Our final three artists all use body in their artwork as components of the fabricated results, acting like paint in a traditional artistic sense. Marie-Pier Malouin weaves strands of hair together to reference genetic predisposal that all living things come out of this world with. Here, Malouin uses the media to reference suicidal tendencies – looking once again toward the fragility of the human mind, body and spirit as it exists in a traditional biological state. The hair, a dead mass of growth, which we groom, straighten, smooth, and arrange, resembles the same obsession with which we analyze, evaluate, dissect and anatomize the nature of suicide. Stan Strembicki also engages with the fragility of the human body in his Body, Soul and Science. In his photographic imagery Strembicki turns a keen eye on the medical industry and its developments over time. As with all technology, Strembicki concludes the medical industry is one we can see as temporally corrective, gaining dramatic strides as new nascent developments emerge. Perhaps we can take Tracy Longley-Cook’s skinscapes, which she compares to earth changing landforms of geology, ecology and climatology as an analogy for our changing understanding of skin, body and self. Can we begin to mold and sculpt the body much like we have done with the land we inhabit?

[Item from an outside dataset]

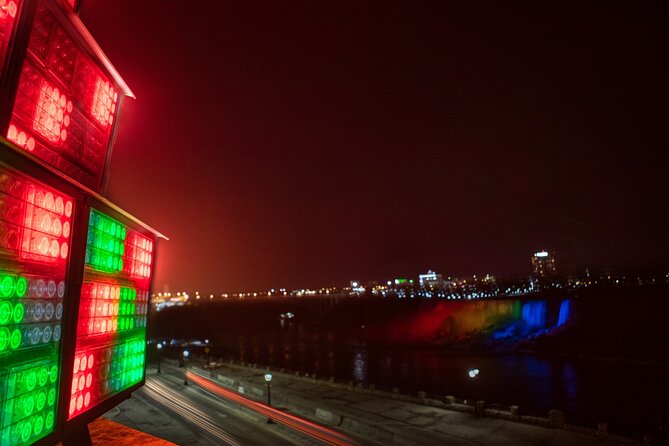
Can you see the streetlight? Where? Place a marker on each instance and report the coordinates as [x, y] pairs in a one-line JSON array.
[[268, 379], [473, 373], [186, 354], [159, 347]]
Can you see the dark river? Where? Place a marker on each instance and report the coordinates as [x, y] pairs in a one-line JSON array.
[[597, 355]]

There is a tie between the conceptual and material strands of these last few works that we cannot overlook: memento mori. The shortcomings and frailties of our natural bodies – those components that artists like Vita-More, Stelarc, and Orlan interpret as being resolved through the mastery of human enhancement and advancement. In a world churning new technologies and creative ideas it is hard to look toward the future and dismiss the possibilities. Perhaps the worries of fragility and biological shortcomings will be both posed and answered by the scientific and artistic community, something that is panning out to be very likely, if not certain. As you browse the work of The Biological Canvas I invite you to engage your creative mind. Look at your life, your culture, your world and draw parallels with the artwork – open your own imaginations to what our future may bring, or, perhaps more properly stated, what we will bring to our future.